Nach den langen und schweren Kriegsjahren, nach all den ungeheuerlichen Verlusten an Menschenleben und Arbeitskraft und der Verpulverung endloser Gütermengen, besteht überall ein geradezu brennender Bedarf nach Wiederbeginn eines intensiven Güteraustausches zwischen den verschiedenen sich in ihrer Produktion ergänzenden Ländern; trotzdem begegnet der Austausch infolge der großen Schwankungen der Wechselkurse, der stetigen Lohn- und Preisverschiebungen, der Unberechenbarkeit des definitiven Erlöses den größten Schwierigkeiten. Aus Furcht, bei einem Verkauf letzten Endes schlecht abzuschneiden, bleiben die Wareneigentümer auf ihren Waren sitzen, Ungeheure Gütermengen verkommen, die Produktion wird beschränkt, trotzdem gleichzeitig in anderen Ländern die Konsumenten Not leiden, aber nicht kaufen können. Aus Angst vor einen Besitzverlust beim Verkauf oder Tausch wird der ganze Besitz der Gefahr des Verfalls ausgesetzt. Die durch den Krieg geschaffene Besitzverteilung von Land zu Land ist unhaltbar geworden und schreit fast noch mehr nach einem vernünftigen Ausgleich, als der Besitzgegensatz innerhalb der Bevölkerung der einzelnen Länder, aus dem der Bolschewismus seine Nahrung schöpft. Die Unerträglichkeit dieser internationalen Besitzverteilung macht die Wiederherstellung eines ordentlichen und so notwendigen Güteraustausches schier unmöglich Durch zähe Enthaltsamkeit Europas gegenüber den Erzeugnissen der überseeischen Kriegsgewinnländer werden langsam deren Warenpreise gedrückt und damit deren Besitztitel zur notwendigen Abschreibung gebracht. Langsam setzt sich auf dem Wege über Preisrevolutionen die Notwendigkeit einer vernünftigen Besitzverteilung und Arbeitsbewertung durch. Aber nur ganz langsam, so langsam, daß man fast fürchten muß, daß die Maschinerie der Weltwirtschaft ganz stocken könnte.

Und mitten in dieses kritische Stadium der Rückkehr zu einer gesunderen internationalen Wirtschaftsordnung will jetzt Frankreich, unterstützt von England, die Welt mit einer neuen Besitzumwälzung mit allen oben erwähnten unvermeidlichen Folgewirkungen erschüttern, einer Besitzumwälzung, die überdies zu Lasten eines Landes gehen soll, dessen Besitzlage schon heute infolge des Krieges tief unter dem seiner geistigen und physischen Leistung entsprechenden Niveau steht.
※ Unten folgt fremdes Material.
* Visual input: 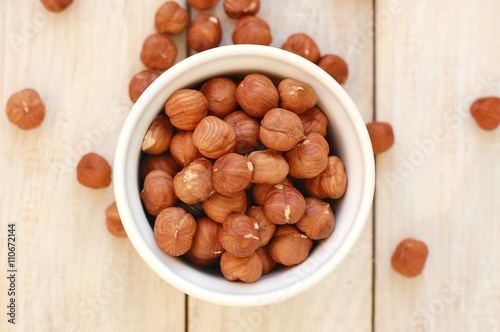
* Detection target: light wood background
[0,0,500,332]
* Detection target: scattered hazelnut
[247,150,289,184]
[140,170,177,216]
[470,97,500,130]
[128,69,160,103]
[174,158,215,205]
[42,0,73,13]
[219,214,261,257]
[306,156,347,199]
[236,74,279,118]
[76,152,112,189]
[220,251,262,283]
[264,184,306,225]
[142,114,174,154]
[224,0,260,18]
[259,108,305,151]
[154,207,196,256]
[170,130,202,166]
[281,33,320,63]
[185,218,224,266]
[187,14,222,52]
[232,15,273,46]
[391,238,429,278]
[224,111,261,154]
[140,153,180,180]
[200,77,238,118]
[155,1,189,35]
[278,78,318,114]
[366,122,394,154]
[295,197,335,240]
[203,190,247,224]
[299,106,328,136]
[193,115,236,159]
[141,33,177,70]
[284,133,330,179]
[213,153,253,196]
[106,202,127,237]
[165,89,208,130]
[269,225,313,266]
[246,206,276,246]
[318,54,349,84]
[188,0,219,10]
[6,89,45,130]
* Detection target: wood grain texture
[375,0,500,331]
[188,0,373,332]
[0,0,185,331]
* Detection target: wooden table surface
[0,0,500,332]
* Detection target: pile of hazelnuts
[140,73,347,282]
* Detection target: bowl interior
[114,45,374,306]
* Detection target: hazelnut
[141,170,177,216]
[220,251,262,283]
[232,15,273,46]
[247,150,289,184]
[106,202,127,237]
[219,214,261,257]
[391,238,429,278]
[42,0,73,13]
[76,152,112,189]
[284,133,330,179]
[255,246,276,275]
[142,115,174,154]
[6,89,45,130]
[174,158,215,205]
[213,153,253,196]
[188,0,219,10]
[264,184,306,225]
[193,115,236,159]
[185,218,224,266]
[252,178,292,205]
[236,74,279,118]
[246,206,276,246]
[306,156,347,199]
[366,122,394,154]
[295,197,335,240]
[299,106,328,136]
[224,111,260,154]
[224,0,260,18]
[165,89,208,130]
[187,14,222,52]
[128,69,160,103]
[278,78,318,114]
[141,33,177,70]
[200,77,237,118]
[154,207,196,256]
[170,130,202,166]
[318,54,349,84]
[155,1,189,35]
[259,108,305,151]
[140,153,180,180]
[281,33,321,63]
[470,97,500,130]
[203,190,247,223]
[269,225,313,266]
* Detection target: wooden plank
[0,0,185,331]
[188,0,373,332]
[375,0,500,331]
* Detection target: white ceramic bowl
[114,45,375,306]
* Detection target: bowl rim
[113,45,375,306]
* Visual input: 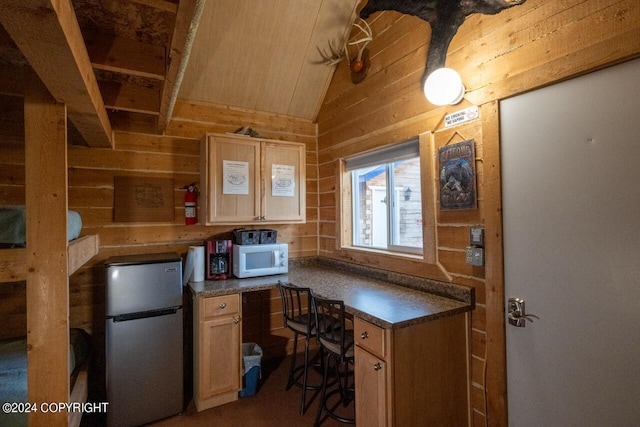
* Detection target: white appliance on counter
[233,243,289,279]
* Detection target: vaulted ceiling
[0,0,359,146]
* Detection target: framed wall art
[438,139,477,210]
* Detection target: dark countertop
[190,258,475,329]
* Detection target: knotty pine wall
[317,0,640,426]
[0,102,318,362]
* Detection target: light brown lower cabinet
[193,294,242,411]
[354,314,469,427]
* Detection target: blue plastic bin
[238,366,260,397]
[238,343,262,397]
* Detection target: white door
[500,60,640,427]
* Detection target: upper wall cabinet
[200,134,306,225]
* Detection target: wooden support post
[24,84,69,427]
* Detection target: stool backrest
[312,295,353,361]
[278,282,315,332]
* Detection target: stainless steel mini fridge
[105,253,183,427]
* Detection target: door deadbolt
[507,298,540,328]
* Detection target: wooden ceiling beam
[85,33,166,80]
[0,65,35,96]
[98,81,160,115]
[158,0,205,133]
[0,0,113,147]
[132,0,178,13]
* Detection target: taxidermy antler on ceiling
[360,0,526,81]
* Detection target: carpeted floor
[152,355,353,427]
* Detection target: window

Wohl noch nie in der Geschichte ist mit solcher Deutlichkeit demonstriert worden, mit wieviel unverantwortlichem Unverstand die Welt regiert werden darf.

*

Fassen wir unsere Ergebnisse zusammen: eine Kriegsentschädigung durch Realleistungen wird nicht gewünscht und wäre auch, wenigstens in dem entsprechenden Ausmaß, undurchführbar. Eine Kriegsentschädigung mit Schuldtiteln bedeutet, falls überhaupt möglich, eine schwere Erschütterung der Weltwirtschaft. Unter diesen Umständen ist man versucht, das Ergebnis in den Satz zu fassen, daß vom wirtschaftlichen Standpunkt die beste Entschädigung keine Entschädigung ist, sondern höchstens eine starke unmittelbare Hilfe beim Wiederaufbau zerstörter Gebiete.

Das deutsche Volk hat keine Machtmittel, um sich gegen das hereinbrechende Geschick zu wehren. Es hat auch keine Hoffnung auf moralische Hemmungen seiner Gegner. Es hat nichts als den Glauben an sich und die früher oder später doch sich durchsetzende Vernunft. Aber, wie die eingangs mitgeteilten Äußerungen führender Männer Amerikas zeigen, wie zunehmende Erklärungen englischer einflußreicher Personen erkennen lassen, wie die Beobachtung der weltwirtschaftlichen Vorgänge, ihrer Zusammenhänge und Abhängigkeiten der gewaltigen internationalen Preisverschiebungen lehrt, bricht die Vernunft sich langsam Bahn. Stärker als politische Macht, als staatliche Zwangsmittel, als papierene Besitztitel erweist sich auf die Dauer die Kraft unermüdlicher Arbeit, die letzten Endes und in ihrer höchsten Wirkung auf den geistigen Fähigkeiten, auf der Durchgeistigung des einzelnen Menschen beruht. Durch Jahrhunderte hindurch hat das deutsche Volk die geistige Entwicklung, die Geisteskultur als seine höchste Aufgabe betrachtet. Jetzt, da man uns alles nehmen will, kann und wird nur der unentziehbare geistige Besitz uns retten. Glauben wir unerschütterlich und mit ganzer Kraft an den Geist, der, wie uns Christus, der Weiseste der Menschen, gelehrt hat, der alleinige und wahrhaft allmächtige Gott ist!